CYVL publishes the Municipal Infrastructure Data Privacy Standard — a category-defining bar for how municipal road data should be handled, adoptable directly into procurement.

The standard

The Municipal Infrastructure Data Privacy Standard.

A category-defining standard for vendors collecting roadway imagery on behalf of cities, transportation agencies, and public-sector clients — adoptable directly into procurement requirements.

The five commitments

01

Faces and license plates are automatically blurred in all imagery before delivery.

De-identification runs before any imagery is released to the customer-facing platform or included in any deliverable.

02

License plates are not cross-referenced against DMV or vehicle registration records.

No integration with motor vehicle databases. No lookup of plate numbers against owner identities.

03

No biometric identifier templates are extracted from any captured imagery.

No facial recognition templates, gait analysis, or other biometric identifiers are derived from collected imagery.

04

No deliverable contains personally identifiable information.

Customer-facing outputs consist only of condition data, asset inventories, and geospatial layers — numerical and geospatial outputs.

05

All collection complies with the federal Driver's Privacy Protection Act.

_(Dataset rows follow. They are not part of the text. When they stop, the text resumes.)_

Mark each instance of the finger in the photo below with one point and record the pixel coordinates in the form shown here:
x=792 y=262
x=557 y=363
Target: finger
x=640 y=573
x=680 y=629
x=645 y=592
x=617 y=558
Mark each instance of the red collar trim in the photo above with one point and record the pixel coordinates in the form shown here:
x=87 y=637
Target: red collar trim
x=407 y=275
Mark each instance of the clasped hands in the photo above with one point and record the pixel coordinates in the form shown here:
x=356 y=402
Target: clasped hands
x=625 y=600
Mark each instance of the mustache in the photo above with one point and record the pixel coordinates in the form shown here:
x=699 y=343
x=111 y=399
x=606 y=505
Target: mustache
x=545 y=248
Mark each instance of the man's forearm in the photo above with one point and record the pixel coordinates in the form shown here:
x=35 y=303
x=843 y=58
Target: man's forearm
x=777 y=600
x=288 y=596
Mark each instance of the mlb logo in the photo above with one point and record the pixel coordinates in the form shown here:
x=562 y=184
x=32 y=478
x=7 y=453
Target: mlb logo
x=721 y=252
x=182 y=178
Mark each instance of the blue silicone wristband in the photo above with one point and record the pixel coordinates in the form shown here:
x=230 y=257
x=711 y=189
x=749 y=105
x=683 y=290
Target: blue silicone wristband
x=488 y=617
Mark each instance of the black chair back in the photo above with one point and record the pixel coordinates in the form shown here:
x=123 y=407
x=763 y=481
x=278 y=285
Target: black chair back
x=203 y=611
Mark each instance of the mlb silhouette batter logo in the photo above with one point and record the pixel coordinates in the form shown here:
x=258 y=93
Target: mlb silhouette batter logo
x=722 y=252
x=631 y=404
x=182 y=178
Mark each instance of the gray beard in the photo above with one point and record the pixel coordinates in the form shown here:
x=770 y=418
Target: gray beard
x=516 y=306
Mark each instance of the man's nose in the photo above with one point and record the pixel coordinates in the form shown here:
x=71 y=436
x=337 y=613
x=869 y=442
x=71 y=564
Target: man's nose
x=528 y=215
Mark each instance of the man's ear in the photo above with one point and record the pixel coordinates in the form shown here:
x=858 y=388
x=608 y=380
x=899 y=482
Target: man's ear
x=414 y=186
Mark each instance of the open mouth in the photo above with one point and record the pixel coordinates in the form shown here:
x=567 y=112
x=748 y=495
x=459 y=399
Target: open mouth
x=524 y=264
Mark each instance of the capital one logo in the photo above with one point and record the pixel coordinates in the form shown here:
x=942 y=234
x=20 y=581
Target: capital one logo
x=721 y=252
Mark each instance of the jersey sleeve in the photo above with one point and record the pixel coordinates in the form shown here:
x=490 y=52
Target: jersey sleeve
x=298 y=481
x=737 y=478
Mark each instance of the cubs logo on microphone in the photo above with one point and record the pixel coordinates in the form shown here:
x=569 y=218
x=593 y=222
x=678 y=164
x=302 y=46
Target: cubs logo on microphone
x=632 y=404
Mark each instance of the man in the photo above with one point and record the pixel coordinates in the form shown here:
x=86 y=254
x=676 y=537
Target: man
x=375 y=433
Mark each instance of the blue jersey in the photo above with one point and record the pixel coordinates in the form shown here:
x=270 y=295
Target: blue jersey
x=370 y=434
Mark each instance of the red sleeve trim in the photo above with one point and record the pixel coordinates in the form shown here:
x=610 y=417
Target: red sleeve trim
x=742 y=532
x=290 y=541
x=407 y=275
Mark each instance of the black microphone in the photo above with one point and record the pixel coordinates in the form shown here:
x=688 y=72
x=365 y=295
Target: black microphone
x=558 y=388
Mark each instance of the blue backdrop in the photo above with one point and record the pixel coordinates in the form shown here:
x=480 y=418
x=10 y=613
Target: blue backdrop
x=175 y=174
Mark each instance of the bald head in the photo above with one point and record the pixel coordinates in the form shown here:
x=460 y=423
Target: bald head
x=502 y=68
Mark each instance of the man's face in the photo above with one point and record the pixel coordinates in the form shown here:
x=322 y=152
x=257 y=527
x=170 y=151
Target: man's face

DPPA compliance is enforced architecturally, not just by policy.

Why this matters

Municipal infrastructure data collection is becoming more capable every year. Vehicles equipped with cameras, LiDAR, and AI can capture and analyze every public mile in a city. The technology is valuable. The privacy implications, if not addressed deliberately at the architectural level, are not.

Privacy and data utility are not opposed. Modern computer vision can extract everything a city needs to know about pavement, signs, and assets from imagery that has been stripped of identifying features. The privacy is a consequence of building the technology correctly, not a cost imposed on top of it.

This standard sets the bar for what every municipal road data vendor should be required to meet. CYVL meets all five commitments today. Cities adopting this language into procurement specifications can require the same of any vendor they engage.

American-made

Built in America, end to end.

Our entire supply chain is American. Every sensor, every line of on-device software, every server, and every engineer is based in the United States — a distinction that matters for the agencies we serve.

The American supply chain

01

Sensors built, assembled, and manufactured in the United States.

Every CYVL sensor rig is produced domestically — not sourced or assembled overseas.

02

Defense-grade LiDAR and cameras, approved for U.S. government use.

The LiDAR units and cameras we deploy are approved by the U.S. Department of Defense — no foreign or restricted hardware in the field.

03

On-device software written in the United States.

The software running on every sensor is developed in-house by our own team, not licensed from foreign vendors.

04

Data stored on U.S.-based cloud infrastructure.

Captures are uploaded to and stored on cloud infrastructure located in the United States — your city's data never leaves the country.

05

Engineering and development team based in Boston, Massachusetts.

Our entire team of engineers and developers works from Boston — American-built, by Americans.

Why this matters

Many infrastructure-data vendors are headquartered overseas and rely on foreign hardware — in some cases Chinese. That introduces questions about data sovereignty, supply-chain security, and long-term support. CYVL was built to answer them: from the sensor to the server to the software, everything is American.